Quite often I get questions about how you should configure your network cards for Microsoft ISA or Microsoft TMG server. Since there is a common misconception about this, I thought I needed to write something down about it. For the moment I will assume that you have configured your ISA/TMG server in a domain environment. Later on I might describe other scenarios where your network card configuration might differ.

First, let’s talk about the external network adapter. Of course, you would configure an IP address and a subnet mask right? But after that, a lot of questions start rising. Should I configure a Default gateway on this adapter? Should I configure DNS servers on this adapter?
First the default gateway. The default gateway is a device where traffic is forwarded to when the machine can’t find the route to the destination IP address in its own routing table. Since adding the whole Internet into a static routing table isn’t a real option, you simple use the machine’s default gateway to forward your traffic to. This is usually your ISP router. So to get back to the question if you should configure a default gateway on the external NIC, the answer is Yes.
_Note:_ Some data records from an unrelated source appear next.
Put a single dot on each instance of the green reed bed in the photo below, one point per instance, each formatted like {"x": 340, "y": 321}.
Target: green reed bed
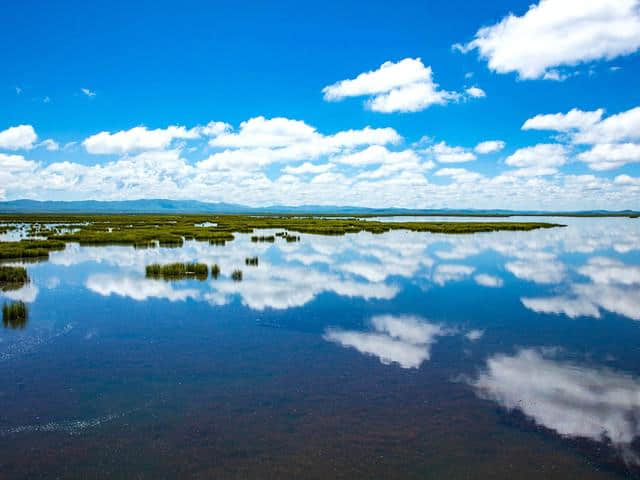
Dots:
{"x": 177, "y": 271}
{"x": 147, "y": 231}
{"x": 12, "y": 278}
{"x": 215, "y": 271}
{"x": 15, "y": 315}
{"x": 263, "y": 238}
{"x": 29, "y": 249}
{"x": 236, "y": 275}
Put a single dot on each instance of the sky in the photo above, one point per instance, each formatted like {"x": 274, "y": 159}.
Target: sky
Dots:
{"x": 456, "y": 104}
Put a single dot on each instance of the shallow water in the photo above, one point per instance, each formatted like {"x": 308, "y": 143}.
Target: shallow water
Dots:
{"x": 401, "y": 355}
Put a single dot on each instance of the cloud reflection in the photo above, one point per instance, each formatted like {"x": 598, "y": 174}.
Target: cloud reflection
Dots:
{"x": 405, "y": 340}
{"x": 573, "y": 400}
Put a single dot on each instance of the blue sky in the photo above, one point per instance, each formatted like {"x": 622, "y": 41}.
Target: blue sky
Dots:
{"x": 368, "y": 103}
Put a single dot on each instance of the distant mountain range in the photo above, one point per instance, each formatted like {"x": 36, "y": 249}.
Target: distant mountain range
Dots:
{"x": 195, "y": 207}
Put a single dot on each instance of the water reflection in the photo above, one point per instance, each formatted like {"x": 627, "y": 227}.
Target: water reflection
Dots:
{"x": 614, "y": 286}
{"x": 405, "y": 340}
{"x": 400, "y": 299}
{"x": 573, "y": 400}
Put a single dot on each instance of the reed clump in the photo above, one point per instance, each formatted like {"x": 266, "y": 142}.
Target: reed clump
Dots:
{"x": 177, "y": 271}
{"x": 263, "y": 238}
{"x": 12, "y": 278}
{"x": 15, "y": 315}
{"x": 215, "y": 271}
{"x": 149, "y": 231}
{"x": 236, "y": 275}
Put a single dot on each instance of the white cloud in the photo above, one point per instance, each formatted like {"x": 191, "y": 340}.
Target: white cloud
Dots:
{"x": 308, "y": 167}
{"x": 615, "y": 128}
{"x": 489, "y": 146}
{"x": 563, "y": 122}
{"x": 376, "y": 154}
{"x": 607, "y": 156}
{"x": 476, "y": 92}
{"x": 15, "y": 163}
{"x": 541, "y": 159}
{"x": 559, "y": 33}
{"x": 262, "y": 132}
{"x": 488, "y": 280}
{"x": 50, "y": 145}
{"x": 444, "y": 153}
{"x": 137, "y": 139}
{"x": 627, "y": 180}
{"x": 21, "y": 137}
{"x": 405, "y": 86}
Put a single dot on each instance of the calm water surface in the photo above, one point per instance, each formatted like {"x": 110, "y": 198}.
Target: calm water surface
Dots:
{"x": 402, "y": 355}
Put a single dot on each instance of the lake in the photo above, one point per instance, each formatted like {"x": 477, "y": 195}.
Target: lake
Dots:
{"x": 395, "y": 355}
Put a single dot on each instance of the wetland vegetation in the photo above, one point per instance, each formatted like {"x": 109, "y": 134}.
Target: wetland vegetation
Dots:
{"x": 236, "y": 275}
{"x": 12, "y": 278}
{"x": 147, "y": 231}
{"x": 14, "y": 315}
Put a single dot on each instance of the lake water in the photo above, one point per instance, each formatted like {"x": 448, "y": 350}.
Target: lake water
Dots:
{"x": 401, "y": 355}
So what about the DNS configuration on your external network interface card? Since I assume your ISA/TMG is joined to a domain, this is pretty important question. As you might know, DNS is a very important item within an Active Directory environment. Without a good working DNS environment you might run into loads of problems. For example: authentication issues. So what if you configure ISP DNS servers on your external interface even if you configured DNS servers on your internal interface? There is a big chance that your ISA/TMG server might forward authentication requests to your ISP and of course they don’t know anything about your domain infrastructure. So that would be useless. Actually configuring DNS on the external interface is not necessary.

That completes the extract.